Both ozonation and GAC are increasingly popular in the United States, but they are still only used by a relatively small number of larger drinking water treatment facilities, says Steve Via, a regulation engineer at AWWA. According to a survey of how U.S. facilities treat surface water by the U.S. EPA in 1997, the latest year for which figures are available, 5.4% of U.S. facilities serving 50,000– 100,000 people used ozone and 7.7% used GAC. Of treatment providers for over 100,000 people, 5.8% used ozone and 6.4% used GAC.
Although the pharmaceutical compounds that Ternes studied have been reported in wastewater and surface water outside Germany, Drewes says that clofibrate is no longer commonly used as a lipid regulator in the United States, and studies by his lab and others have found it only in some U.S. wastewater effluents. Drewes says he believes that Ternes’s carbamazepine results are most relevant in the United States; he notes that his studies of recharging groundwater have shown that the compound can survive intact after traveling 8–10 years through the subsurface.
Because of the increasing popularity of groundwater recharging in places like the United States, all of the scientists interviewed for this article concurred that groundwater may become contaminated with pharmaceuticals. Ternes adds that the risk that pharmaceutical compounds will be found in groundwater is “relatively high” for locations where surface water intrudes into the groundwater. Although the risk associated with consuming the low levels of pharmaceuticals found in U.S. and European waters is as yet unknown Environ. Sci. Technol. 2002, 36, 140A–145A), Ternes notes that any antibiotics that find their way into surface waters and other natural water bodies could promote antibiotic resistance. “The major concern associated with the presence of [pharmaceutically active compounds] in drinking water is not acute effects on human health (since environmental concentrations are orders of magnitude below the therapeutic dosages), but rather the manifestation of imperceptible effects that can accumulate over time to yield truly profound changes,” Drewes says. “And the latter is extremely difficult to determine.”
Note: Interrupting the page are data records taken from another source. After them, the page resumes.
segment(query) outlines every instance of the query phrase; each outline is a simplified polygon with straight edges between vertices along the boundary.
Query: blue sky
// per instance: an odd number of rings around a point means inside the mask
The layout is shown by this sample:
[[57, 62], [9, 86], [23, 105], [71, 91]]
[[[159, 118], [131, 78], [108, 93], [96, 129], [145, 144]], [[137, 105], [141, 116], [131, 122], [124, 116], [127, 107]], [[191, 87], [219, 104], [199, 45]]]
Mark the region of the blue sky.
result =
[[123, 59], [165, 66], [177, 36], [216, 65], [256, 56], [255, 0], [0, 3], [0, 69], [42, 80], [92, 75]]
On the positive side, the new technologies that are likely to be put in place to reduce the probability of pharmaceuticals making their way into drinking water, such as activated carbon, could have the additional benefit of removing “all sorts of other chemicals we don’t even know about at the present,” Daughton says. “The analytical chemists have gotten way ahead of us,” in terms of their ability to devise new ways to detect chemicals that may be found in the environment, he explains. Because environmental chemists regularly discover new and unexpected compounds in the nation’s waters, he predicts that greater use of advanced water treatment technologies could represent a “much, much higher reduction of overall risk” from such compounds.